Of the Herd
v. 1. And if his oblation be a sacrifice of peace-offering, if he offer it of the herd, whether it be a male or female, he shall offer it without blemish before the Lord. The designation "peace-offering" seems to have been the more general term, for these sacrifices included also the thank-offerings and the salvation-offerings. Another division is that into thanksgiving, vow, and free-will offerings, Lev_7:11-18. Some peace-offerings were made in times of distress, the idea associated with them being that of supplication for divine help, Jdg_20:26; Jdg_21:4; 1Sa_13:9; 2Sa_14:25.
v. 2. And he shall lay his hand upon the head of his offering, in the act which declared the animal to be the substitute for the worshiper in the sacrifice, and kill it at the door of the Tabernacle of the Congregation; and Aaron's sons, the priests, shall sprinkle the blood upon the altar round about, for the purpose of atonement.

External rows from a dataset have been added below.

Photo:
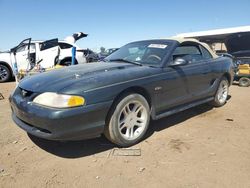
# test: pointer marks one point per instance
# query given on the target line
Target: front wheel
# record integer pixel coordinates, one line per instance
(244, 82)
(221, 95)
(128, 121)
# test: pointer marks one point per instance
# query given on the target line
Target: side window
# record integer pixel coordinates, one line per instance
(205, 53)
(65, 45)
(190, 53)
(48, 44)
(22, 48)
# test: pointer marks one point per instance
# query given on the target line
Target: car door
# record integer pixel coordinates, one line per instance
(48, 51)
(173, 89)
(198, 70)
(21, 54)
(185, 83)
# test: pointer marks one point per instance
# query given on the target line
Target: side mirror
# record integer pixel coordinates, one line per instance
(179, 62)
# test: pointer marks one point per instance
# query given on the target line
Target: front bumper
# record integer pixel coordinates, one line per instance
(59, 124)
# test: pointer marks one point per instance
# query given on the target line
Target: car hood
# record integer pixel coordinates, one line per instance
(80, 78)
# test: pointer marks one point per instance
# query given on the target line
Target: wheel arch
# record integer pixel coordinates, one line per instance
(228, 77)
(134, 89)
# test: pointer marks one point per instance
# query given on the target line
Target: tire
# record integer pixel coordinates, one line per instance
(128, 120)
(244, 82)
(221, 95)
(5, 73)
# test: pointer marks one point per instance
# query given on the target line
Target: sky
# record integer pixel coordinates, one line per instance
(113, 23)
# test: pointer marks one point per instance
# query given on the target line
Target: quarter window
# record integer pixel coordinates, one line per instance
(190, 53)
(205, 53)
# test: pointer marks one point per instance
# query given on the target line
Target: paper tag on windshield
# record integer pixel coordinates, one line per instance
(162, 46)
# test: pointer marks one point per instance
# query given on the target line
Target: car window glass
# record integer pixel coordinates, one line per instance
(48, 44)
(144, 52)
(205, 53)
(190, 53)
(65, 45)
(22, 48)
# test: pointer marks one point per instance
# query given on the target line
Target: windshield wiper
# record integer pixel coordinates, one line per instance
(127, 61)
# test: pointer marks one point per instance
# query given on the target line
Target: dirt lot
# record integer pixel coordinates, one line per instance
(201, 147)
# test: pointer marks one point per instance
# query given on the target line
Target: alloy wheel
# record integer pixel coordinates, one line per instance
(132, 120)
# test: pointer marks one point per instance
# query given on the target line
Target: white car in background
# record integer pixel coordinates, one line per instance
(45, 53)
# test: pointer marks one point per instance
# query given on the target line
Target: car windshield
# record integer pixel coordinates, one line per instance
(143, 52)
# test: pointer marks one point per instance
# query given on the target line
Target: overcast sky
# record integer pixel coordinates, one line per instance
(113, 23)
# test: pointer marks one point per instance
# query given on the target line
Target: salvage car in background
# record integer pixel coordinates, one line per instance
(142, 80)
(47, 53)
(234, 43)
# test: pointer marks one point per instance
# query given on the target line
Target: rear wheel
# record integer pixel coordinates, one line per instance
(244, 82)
(221, 95)
(128, 121)
(5, 73)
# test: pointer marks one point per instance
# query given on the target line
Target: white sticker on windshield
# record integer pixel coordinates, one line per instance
(162, 46)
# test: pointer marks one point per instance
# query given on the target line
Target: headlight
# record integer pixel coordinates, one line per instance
(58, 100)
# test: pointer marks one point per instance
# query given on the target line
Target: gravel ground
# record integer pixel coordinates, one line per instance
(200, 147)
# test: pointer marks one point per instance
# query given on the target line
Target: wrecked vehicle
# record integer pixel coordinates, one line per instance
(142, 80)
(45, 53)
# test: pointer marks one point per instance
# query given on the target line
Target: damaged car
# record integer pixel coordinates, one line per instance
(141, 81)
(45, 53)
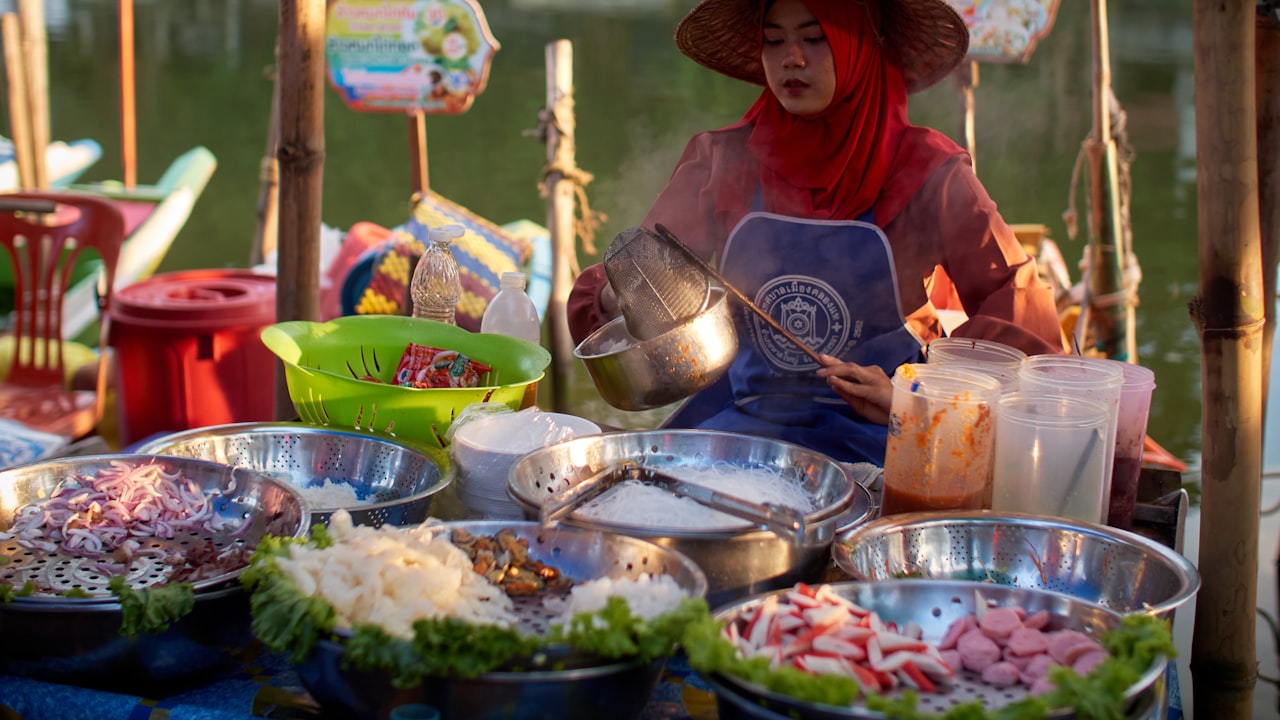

v. 3. And he shall offer of the sacrifice of the peace-offering an offering made by fire unto the Lord, certain parts of the animal offered for the purpose of establishing a closer fellowship with God were to be burned on the altar of burnt offering; the fat that covereth the inwards, the large net of adipose membrane in the abdominal cavity, and all the fat that is upon the inwards, that which is only loosely attached to the intestines and may be peeled off without difficulty,
v. 4. and the two kidneys, and the fat that is on them, which is by the flanks, attached to the muscles in the upper pelvic cavity, and the caul above the liver, the small net of adipose membrane extending from the liver to the kidneys, with the kidneys, that is, together with, or upon, the kidneys, as they lay in position, it shall he take away from the rest of the animal.
v. 5. And Aaron's sons shall burn it, these fatty parts with the kidneys, on the altar upon the burnt sacrifice, which is upon the wood that is on the fire; it is an offering made by fire, of a sweet savor unto the Lord, well-pleasing to Him if made in the right manner, if brought in true faith. These offerings were brought upon, that is, after the burnt offerings of the day.
Of the Flock
v. 6. And if his offering for a sacrifice of peace-offering unto the Lord be of the flock, male or female, he shall offer it without blemish. The sex was immaterial, but the animal had to be perfect, as before.
v. 7. If he offer a lamb for his offering, then shall he offer it before the Lord, for the purpose of securing the good pleasure of the Lord.
v. 8. And he (the worshiper) shall lay his hand upon the head of his offering, and kill it before the Tabernacle of the Congregation, out in the open court; and Aaron's sons shall sprinkle the blood thereof round about upon the altar, the act having the same significance as before.
v. 9. And he shall offer of the sacrifice of the peace-offering an offering made by fire unto the Lord, that portion of the sacrificial victim burned upon the altar being known as the food of Jehovah and signifying the communion between Him and the worshiper brought about by the sacrifice; the fat thereof and the whole rump, the heavy fat-tail which is characteristic of a certain variety of sheep in Arabia and Palestine, it shall he take off hard by the backbone; and the fat that covereth the inwards, and all the fat that is upon the inwards, as in the case of the larger animal. v. 3,
v. 10. and the two kidneys, and the fat that is upon them, which is by the flanks, and the caul above the liver, with the kidneys, that is, upon the kidneys, it shall he take away. Cf v. 4.
v. 11. And the priest shall burn it upon the altar; it is the food of the offering made by fire unto the Lord, a food offered by the believing Israelite by fire and rising up to the Lord in an odor well-pleasing to Him. In this manner the Lord partook of the sacrifice and entered in to fellowship with His people.
v. 12. And if his offering be a goat, then he shall offer it before the Lord.
v. 13. And he shall lay his hand upon the head of it, and kill it before the Tabernacle of the Congregation; and the sons of Aaron shall sprinkle the blood thereof, as it was caught when the animal was slaughtered, upon the altar round about.
v. 14. And he shall offer thereof his offering, even an offering made by fire unto the Lord; the fat that covereth the inwards, and all the fat that is upon the inwards,
v. 15. and the two kidneys, and the fat that is upon them, which is by the flanks, and the caul above the liver, with the kidneys, it shall he take away.
v. 16. And the priest shall burn them upon the altar; it is the food of the offering made by fire for a sweet savor; all the fat is the Lord's, that is, all the loose fatty parts that were enumerated in these three cases were to be the Lord's portion.
v. 17. It shall be a perpetual statute for your generations throughout all your dwellings that ye eat neither fat nor blood. As long as the children of Israel were in the wilderness, all the animals slaughtered for food had to be brought to the Sanctuary, Lev_17:3-7; in the land of Canaan, they were permitted to slaughter such animals in their own cities. Deu_12:15, but all the sacrifices had to be made at the place of the Sanctuary. The prohibition, however, concerning the loose fat mentioned in this Chapter and that regarding blood remained in force for the Jewish people. In the case of all peace-offerings the wave-breast and the heave-shoulder belonged to the priests, Lev_7:30 ff. and the rest of the meat was to be eaten by the worshiper and his family in the court of the Tabernacle. This joyous sacrificial meal was to express the happiness which the believers felt because of their covenant with the God of their salvation, just as we Christians enjoy the blessings of God's covenant in the Sacrament of the Altar.